Notas iniciais
Boa leitura!!!

PoV. Mariana

Meu corpo dói e sinto um pouco de frio, não sei bem onde estou, mas meus olhos estão irritados através das pálpebras, que luz infernal! Quero abrir mas sinto tanta preguiça e cansaço que só queria dormir mais, antes que possa me decidir, sinto uma mão passando pelo meu rosto. Como não notei que tinha gente aqui?

— Só quero que ela acorde — ouço uma voz masculina — Só assim vou saber que está bem.

— Calma And, o médico disse que ela só está dormindo. E ele já tirou o remédio, daqui a pouco ela acorda — uma voz feminina agora, as posso sentir mais do que duas pessoas no quarto. Abro os olhos incomodada.

— Amor, você acordou! Como se sente? — ele se aproxima do meu rosto e uma de suas mãos passa pelo meu cabelo enquanto a outra segura uma das minhas mãos. Minha vista fica um pouco turva, mas logo volta ao normal e foco meus olhos na pessoa a minha frente. Meu coração bate forte.

— Quem é você? — indago séria. As pessoas no quarto se olham e seus olhares agora estão assustados.

— O que? — ele me questiona e se afasta um pouco. O encaro por uns minutos, mas não resisto e solto uma gargalhada.

— Estou brincando! As caras de vocês estavam ótimas! — paro de rir um pouco para tossir e eles respiram aliviados.

— Se não estivesse aqui, eu te jogaria água na cara. Brincadeira besta, oxe! — Luíza ralha e eu rio novamente. Eles se aproximam demais e eu encaro meu deus grego.

— Estou bem. O que aconteceu de fato comigo? — pergunto enquanto Andrew beija minha testa e eu aperto sua mão.

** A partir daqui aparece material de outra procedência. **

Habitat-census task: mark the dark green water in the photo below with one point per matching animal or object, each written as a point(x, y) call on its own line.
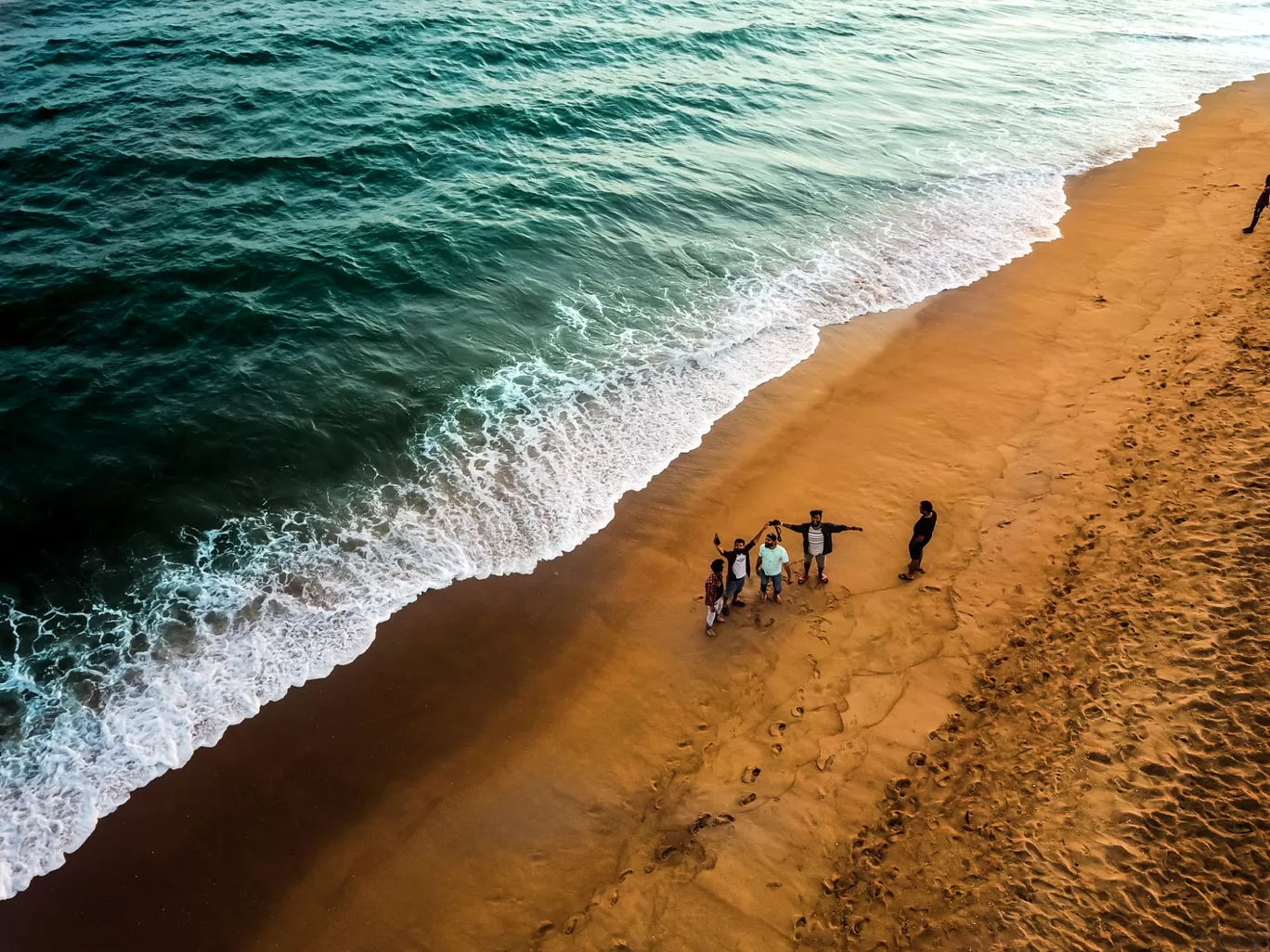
point(309, 307)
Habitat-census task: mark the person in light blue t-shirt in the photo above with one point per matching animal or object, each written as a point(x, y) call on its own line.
point(772, 560)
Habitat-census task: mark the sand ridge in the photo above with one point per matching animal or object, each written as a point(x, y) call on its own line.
point(564, 762)
point(1108, 785)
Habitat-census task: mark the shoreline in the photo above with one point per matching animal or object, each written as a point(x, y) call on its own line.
point(487, 787)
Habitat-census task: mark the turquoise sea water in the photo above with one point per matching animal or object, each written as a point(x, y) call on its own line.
point(309, 307)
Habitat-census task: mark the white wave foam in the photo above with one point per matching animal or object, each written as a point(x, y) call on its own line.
point(527, 466)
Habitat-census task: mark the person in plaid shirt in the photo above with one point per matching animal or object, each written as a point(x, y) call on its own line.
point(714, 594)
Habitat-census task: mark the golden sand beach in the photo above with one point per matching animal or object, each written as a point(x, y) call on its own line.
point(1052, 740)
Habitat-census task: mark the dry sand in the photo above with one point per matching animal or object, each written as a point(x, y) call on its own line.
point(1052, 740)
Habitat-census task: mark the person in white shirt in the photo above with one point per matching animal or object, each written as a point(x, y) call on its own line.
point(772, 560)
point(738, 568)
point(817, 542)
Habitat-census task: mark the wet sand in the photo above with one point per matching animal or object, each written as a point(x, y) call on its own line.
point(564, 762)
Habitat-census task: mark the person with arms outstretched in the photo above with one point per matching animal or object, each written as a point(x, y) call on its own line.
point(817, 542)
point(738, 568)
point(1263, 200)
point(922, 531)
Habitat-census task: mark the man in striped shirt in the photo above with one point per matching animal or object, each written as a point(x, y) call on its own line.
point(817, 542)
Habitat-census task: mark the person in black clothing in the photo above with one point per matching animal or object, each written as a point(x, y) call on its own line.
point(922, 531)
point(1263, 200)
point(738, 566)
point(817, 542)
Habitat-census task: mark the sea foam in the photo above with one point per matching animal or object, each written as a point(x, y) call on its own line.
point(525, 466)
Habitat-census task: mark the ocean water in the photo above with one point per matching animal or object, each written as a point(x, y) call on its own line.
point(309, 307)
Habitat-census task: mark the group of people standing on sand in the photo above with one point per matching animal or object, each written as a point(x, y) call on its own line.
point(729, 574)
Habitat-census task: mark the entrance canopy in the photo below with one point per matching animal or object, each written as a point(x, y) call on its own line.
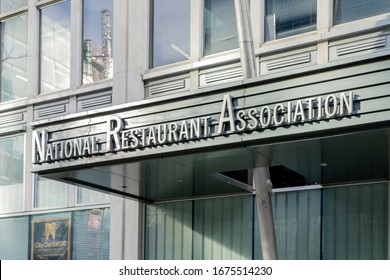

— Ai amiga, eu fiquei com tanto medo quando vi aquele tanto de sangue! Pensei que tinha acontecido o pior — Bianca fala e me espanto com tantas palavras e expressão em uma frase só.

— Eu sei, ela está assim agora. — Bri entende meu olhar e se aproxima. — Também senti. O plano estava indo tão bem, mas aí ele te empurrou e você caiu em cima da mesa de centro.

— Não podemos fazer nada para impedir. Foi tudo tão rápido — Markus lamenta e Nicole está do seu lado, noto suas mãos dadas.

— Eu estou a quanto tempo aqui? — pergunto para todos — As coisas parecem ter...evoluído — olho para o mais novo casal e Nicole sorri envergonhada, diferente de Markus que sorri abertamente.

— Mari — Luíza começa receosa e não gosto do seu tom — Os médicos tentaram fazer de tudo, mas não conseguiram reverter a situação. — ela finaliza de cabeça baixa enquanto mexe em sua bolsa e eu me espanto.

— Do que está falando? — pergunto desconfiada.

— É melhor você ver com seus próprios olhos — ela me estende um espelho. Deuses! O que houve? Pego o espelho com medo e vejo meu rosto nele, toco no mesmo e não consigo distinguir diferença. Continuo maravilhosa. — É isso mesmo, você continua com a sua cara de pau de sempre! — ela termina e eu sou obrigada a rir, assim como todos.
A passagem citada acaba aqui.